Saturday, March 3, 2012

Of Roots and Shadows

Roots by Elena Nazarro
If Lent is a time of returning to the roots of faith, and reminding ourselves of what we believe and why, then this post from my favorite faith blog gave me a perfect seasonal smack-upside-the-head. I'll link you to the original post here but it's so good that I want to put the words right in front of you:
JESUS RECEIVED, BLESSED, ate with, and even commended many of these sinners [tax collectors, the religiously unobservant, prostitutes, and other "obvious" sinners] against the “upstanding” of the day. He touched, healed, and raised many of the unclean. In sum, he was Light to those who dwelled in the shadows of societal isolation. He regarded those on society’s margins as persons and treated them as God’s own children. 
During Lent we may vow to identify and repent of the ways we have helped deepen the shadows — or just hidden our faces from those who dwell there. We may determine to search the dark corners of our families, workplaces, churches, and towns, in hopes of bringing light, revealing the faces of those easily ignored. We may seek ways to go to the margins to find some more of the ones he loved so much — and if we do, we may find Jesus there with them. 
If we make such courageous gestures we will be strengthened and guided by remembering the time and ways in which we ourselves, in dark and lonely times, were graciously sought and found by Jesus. His continual coming to us is our abiding invitation to be agents of his merciful seeking in the world. 
-Thomas R. Steagald
Shadows, Darkness, and Dawn
Love lives in shadows too. 

Here is what I take from this:

1. God loves the blatant sinners of this world just as much as anyone else. Maybe even more so.
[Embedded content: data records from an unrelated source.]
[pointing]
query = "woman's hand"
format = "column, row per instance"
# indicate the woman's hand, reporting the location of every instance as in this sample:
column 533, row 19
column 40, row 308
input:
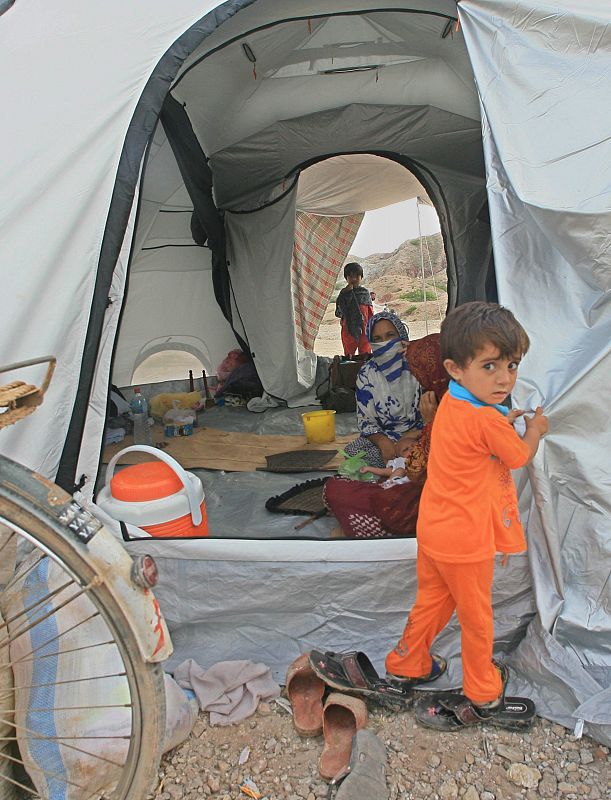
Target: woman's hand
column 428, row 406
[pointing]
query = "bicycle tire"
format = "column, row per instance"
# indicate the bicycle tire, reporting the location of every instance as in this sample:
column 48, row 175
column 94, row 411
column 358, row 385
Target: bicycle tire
column 27, row 511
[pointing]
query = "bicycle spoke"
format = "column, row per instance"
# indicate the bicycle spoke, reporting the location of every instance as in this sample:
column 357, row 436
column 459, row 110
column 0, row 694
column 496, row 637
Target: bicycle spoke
column 67, row 708
column 46, row 774
column 19, row 576
column 33, row 792
column 9, row 538
column 61, row 683
column 61, row 740
column 59, row 636
column 20, row 632
column 27, row 610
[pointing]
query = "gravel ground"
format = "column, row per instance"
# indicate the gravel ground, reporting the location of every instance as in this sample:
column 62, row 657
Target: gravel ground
column 482, row 763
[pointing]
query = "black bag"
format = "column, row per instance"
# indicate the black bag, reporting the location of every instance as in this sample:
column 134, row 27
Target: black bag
column 338, row 390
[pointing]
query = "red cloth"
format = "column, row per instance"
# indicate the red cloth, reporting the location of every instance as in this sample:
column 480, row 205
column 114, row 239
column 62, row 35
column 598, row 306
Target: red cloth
column 351, row 345
column 367, row 510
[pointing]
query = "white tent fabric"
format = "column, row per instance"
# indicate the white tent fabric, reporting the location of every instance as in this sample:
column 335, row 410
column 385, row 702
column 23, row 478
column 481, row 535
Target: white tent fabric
column 510, row 112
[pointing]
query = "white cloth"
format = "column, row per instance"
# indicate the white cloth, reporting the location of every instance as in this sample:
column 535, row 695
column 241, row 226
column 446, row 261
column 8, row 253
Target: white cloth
column 229, row 690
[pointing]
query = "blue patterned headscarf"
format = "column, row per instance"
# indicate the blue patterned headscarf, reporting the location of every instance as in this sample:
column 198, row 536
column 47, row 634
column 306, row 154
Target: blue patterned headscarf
column 388, row 356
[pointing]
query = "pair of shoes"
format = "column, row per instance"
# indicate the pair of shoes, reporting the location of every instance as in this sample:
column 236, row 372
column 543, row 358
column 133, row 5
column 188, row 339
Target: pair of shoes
column 339, row 719
column 353, row 673
column 438, row 668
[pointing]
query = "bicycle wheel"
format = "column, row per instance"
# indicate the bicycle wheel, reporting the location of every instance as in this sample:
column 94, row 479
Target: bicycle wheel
column 88, row 713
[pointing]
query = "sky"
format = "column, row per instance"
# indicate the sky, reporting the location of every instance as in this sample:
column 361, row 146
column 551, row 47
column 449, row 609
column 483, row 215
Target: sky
column 384, row 229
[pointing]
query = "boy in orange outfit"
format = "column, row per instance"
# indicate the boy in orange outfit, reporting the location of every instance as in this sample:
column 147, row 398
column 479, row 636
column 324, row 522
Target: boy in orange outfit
column 469, row 511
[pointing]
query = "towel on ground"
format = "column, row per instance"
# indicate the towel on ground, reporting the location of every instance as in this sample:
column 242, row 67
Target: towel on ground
column 229, row 690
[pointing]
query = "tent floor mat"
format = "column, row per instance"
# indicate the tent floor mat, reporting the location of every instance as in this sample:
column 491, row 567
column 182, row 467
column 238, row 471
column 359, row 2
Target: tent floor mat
column 212, row 448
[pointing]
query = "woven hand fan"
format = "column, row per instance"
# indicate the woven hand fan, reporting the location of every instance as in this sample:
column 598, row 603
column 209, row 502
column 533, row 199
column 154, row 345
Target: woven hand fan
column 299, row 460
column 305, row 498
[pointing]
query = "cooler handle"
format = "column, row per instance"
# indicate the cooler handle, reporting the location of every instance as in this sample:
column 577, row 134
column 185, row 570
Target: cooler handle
column 194, row 506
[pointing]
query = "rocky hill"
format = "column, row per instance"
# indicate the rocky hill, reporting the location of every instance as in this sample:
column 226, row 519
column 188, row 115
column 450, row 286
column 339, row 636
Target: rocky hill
column 397, row 280
column 405, row 260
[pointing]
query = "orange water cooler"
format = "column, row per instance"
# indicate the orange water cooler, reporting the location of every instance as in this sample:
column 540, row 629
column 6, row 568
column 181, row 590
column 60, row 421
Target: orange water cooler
column 160, row 497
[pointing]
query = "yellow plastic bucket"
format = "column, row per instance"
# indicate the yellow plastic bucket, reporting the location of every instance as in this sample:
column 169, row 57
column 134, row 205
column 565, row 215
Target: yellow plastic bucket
column 319, row 426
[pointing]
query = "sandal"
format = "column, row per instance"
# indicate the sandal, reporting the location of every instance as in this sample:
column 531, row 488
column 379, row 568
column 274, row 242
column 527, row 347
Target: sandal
column 353, row 673
column 366, row 778
column 305, row 691
column 342, row 717
column 439, row 667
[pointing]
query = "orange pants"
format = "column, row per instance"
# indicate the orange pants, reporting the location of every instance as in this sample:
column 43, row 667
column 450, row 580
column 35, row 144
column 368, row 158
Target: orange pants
column 351, row 345
column 443, row 587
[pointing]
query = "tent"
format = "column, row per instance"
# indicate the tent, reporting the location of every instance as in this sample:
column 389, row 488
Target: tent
column 150, row 191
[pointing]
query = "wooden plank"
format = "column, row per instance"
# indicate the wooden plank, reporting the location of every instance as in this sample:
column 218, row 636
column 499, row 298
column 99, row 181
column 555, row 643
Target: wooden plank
column 232, row 451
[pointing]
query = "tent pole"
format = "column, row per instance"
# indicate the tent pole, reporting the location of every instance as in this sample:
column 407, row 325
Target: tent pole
column 426, row 314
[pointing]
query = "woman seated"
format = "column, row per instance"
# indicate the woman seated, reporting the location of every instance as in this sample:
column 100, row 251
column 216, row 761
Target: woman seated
column 390, row 508
column 387, row 394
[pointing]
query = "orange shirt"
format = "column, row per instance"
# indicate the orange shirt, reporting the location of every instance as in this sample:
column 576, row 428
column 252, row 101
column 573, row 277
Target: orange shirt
column 469, row 506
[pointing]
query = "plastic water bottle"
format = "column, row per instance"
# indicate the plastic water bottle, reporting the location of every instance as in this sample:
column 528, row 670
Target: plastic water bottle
column 140, row 415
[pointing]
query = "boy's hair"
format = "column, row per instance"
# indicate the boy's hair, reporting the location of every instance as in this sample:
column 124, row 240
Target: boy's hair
column 353, row 268
column 468, row 328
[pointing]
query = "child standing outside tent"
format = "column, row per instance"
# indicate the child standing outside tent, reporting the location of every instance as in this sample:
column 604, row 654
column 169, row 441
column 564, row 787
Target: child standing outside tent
column 468, row 511
column 354, row 307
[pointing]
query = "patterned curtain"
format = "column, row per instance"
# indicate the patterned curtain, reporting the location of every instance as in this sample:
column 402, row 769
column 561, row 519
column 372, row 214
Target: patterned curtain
column 321, row 247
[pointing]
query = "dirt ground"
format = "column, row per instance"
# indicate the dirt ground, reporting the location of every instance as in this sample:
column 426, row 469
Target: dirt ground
column 483, row 763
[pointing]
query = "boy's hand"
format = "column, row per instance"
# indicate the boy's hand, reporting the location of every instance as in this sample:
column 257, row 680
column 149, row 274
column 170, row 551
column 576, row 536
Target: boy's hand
column 428, row 406
column 538, row 422
column 513, row 415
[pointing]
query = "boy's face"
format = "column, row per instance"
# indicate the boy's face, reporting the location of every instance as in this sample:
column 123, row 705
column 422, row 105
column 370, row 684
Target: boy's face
column 383, row 331
column 487, row 376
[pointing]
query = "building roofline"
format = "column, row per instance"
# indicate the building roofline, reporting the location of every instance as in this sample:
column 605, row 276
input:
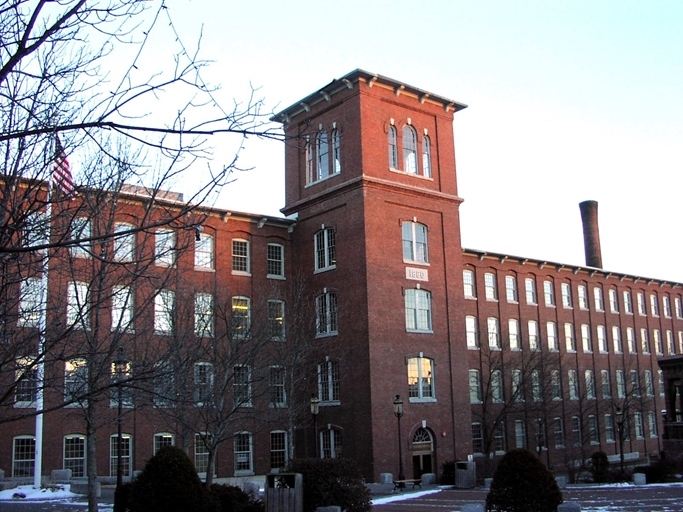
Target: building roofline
column 346, row 82
column 501, row 257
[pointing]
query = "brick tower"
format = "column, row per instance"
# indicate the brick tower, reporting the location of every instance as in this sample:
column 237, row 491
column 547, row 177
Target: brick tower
column 370, row 176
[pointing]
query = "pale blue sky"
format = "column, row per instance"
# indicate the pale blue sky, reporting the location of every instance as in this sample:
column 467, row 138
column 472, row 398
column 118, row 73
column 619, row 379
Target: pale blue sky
column 568, row 100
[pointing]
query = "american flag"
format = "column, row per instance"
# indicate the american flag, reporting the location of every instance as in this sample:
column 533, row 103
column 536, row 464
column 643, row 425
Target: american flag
column 61, row 174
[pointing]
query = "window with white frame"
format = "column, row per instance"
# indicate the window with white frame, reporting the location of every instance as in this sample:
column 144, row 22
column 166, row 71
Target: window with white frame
column 513, row 334
column 74, row 455
column 164, row 248
column 471, row 332
column 613, row 300
column 277, row 387
column 418, row 305
column 81, row 233
column 203, row 251
column 490, row 286
column 75, row 381
column 475, row 387
column 493, row 332
column 241, row 263
column 30, row 302
column 276, row 319
column 77, row 307
column 414, row 236
column 628, row 302
column 325, row 249
column 276, row 261
column 326, row 313
column 421, row 379
column 241, row 317
column 603, row 345
column 583, row 296
column 126, row 450
column 278, row 449
column 569, row 339
column 242, row 385
column 511, row 289
column 530, row 291
column 328, row 382
column 468, row 284
column 549, row 294
column 331, row 443
column 163, row 439
column 164, row 308
column 26, row 383
column 203, row 315
column 566, row 290
column 124, row 242
column 23, row 456
column 122, row 308
column 203, row 384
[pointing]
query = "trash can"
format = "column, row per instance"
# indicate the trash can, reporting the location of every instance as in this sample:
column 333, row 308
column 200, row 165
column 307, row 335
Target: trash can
column 284, row 492
column 465, row 474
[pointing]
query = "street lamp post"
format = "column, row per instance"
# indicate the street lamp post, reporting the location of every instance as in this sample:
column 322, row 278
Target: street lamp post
column 315, row 409
column 120, row 370
column 398, row 412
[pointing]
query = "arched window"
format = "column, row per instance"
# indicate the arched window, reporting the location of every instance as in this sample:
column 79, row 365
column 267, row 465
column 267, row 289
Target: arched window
column 409, row 150
column 393, row 148
column 426, row 157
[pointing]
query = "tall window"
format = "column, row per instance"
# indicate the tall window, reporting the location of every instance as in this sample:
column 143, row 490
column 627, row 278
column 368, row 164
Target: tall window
column 278, row 449
column 242, row 385
column 325, row 249
column 415, row 242
column 471, row 332
column 203, row 315
column 511, row 289
column 241, row 317
column 164, row 248
column 276, row 261
column 203, row 252
column 276, row 319
column 164, row 307
column 23, row 457
column 75, row 380
column 426, row 157
column 277, row 388
column 77, row 309
column 418, row 310
column 121, row 308
column 420, row 378
column 490, row 286
column 26, row 384
column 468, row 283
column 80, row 230
column 124, row 242
column 328, row 381
column 530, row 291
column 74, row 455
column 393, row 147
column 126, row 450
column 203, row 383
column 326, row 313
column 240, row 257
column 30, row 302
column 409, row 149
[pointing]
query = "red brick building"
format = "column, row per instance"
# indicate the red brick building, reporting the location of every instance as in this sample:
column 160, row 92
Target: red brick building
column 488, row 351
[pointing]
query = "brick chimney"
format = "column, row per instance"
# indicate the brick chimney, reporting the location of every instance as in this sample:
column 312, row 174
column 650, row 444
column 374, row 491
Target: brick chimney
column 591, row 233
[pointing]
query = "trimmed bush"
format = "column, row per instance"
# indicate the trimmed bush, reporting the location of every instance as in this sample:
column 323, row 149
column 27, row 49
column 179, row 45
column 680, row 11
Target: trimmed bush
column 329, row 482
column 521, row 483
column 169, row 483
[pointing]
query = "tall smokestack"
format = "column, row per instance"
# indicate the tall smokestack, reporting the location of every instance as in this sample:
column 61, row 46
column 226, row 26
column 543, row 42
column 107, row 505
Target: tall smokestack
column 591, row 233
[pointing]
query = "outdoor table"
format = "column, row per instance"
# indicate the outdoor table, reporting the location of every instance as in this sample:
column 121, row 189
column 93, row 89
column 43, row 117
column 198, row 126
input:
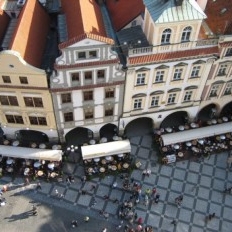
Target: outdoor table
column 37, row 164
column 26, row 171
column 109, row 158
column 54, row 174
column 103, row 161
column 176, row 146
column 96, row 160
column 214, row 121
column 6, row 142
column 180, row 154
column 40, row 173
column 125, row 165
column 42, row 146
column 222, row 137
column 225, row 119
column 103, row 140
column 188, row 144
column 102, row 169
column 51, row 165
column 168, row 129
column 15, row 143
column 9, row 161
column 115, row 138
column 33, row 145
column 193, row 125
column 92, row 142
column 113, row 167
2. He requires me not to reach out to them through pity or a smug sense of superiority that I am 'ministering" to them in their broken condition. He expects me to truly love and respect them as equals.

3. My efforts to be 'good' and 'holy' do not make me a better person in God's eyes. Quite the opposite. He wants me to stop drawing lines between 'good' and 'bad,' and simply love people.

4. I may not be a pimp or child molester, but I'm no angel myself. God comes to all sinners in their brokenness just as he comes to me in mine.

The roots of my faith remind me that I stand in the shadows too. My job, as always, is to love.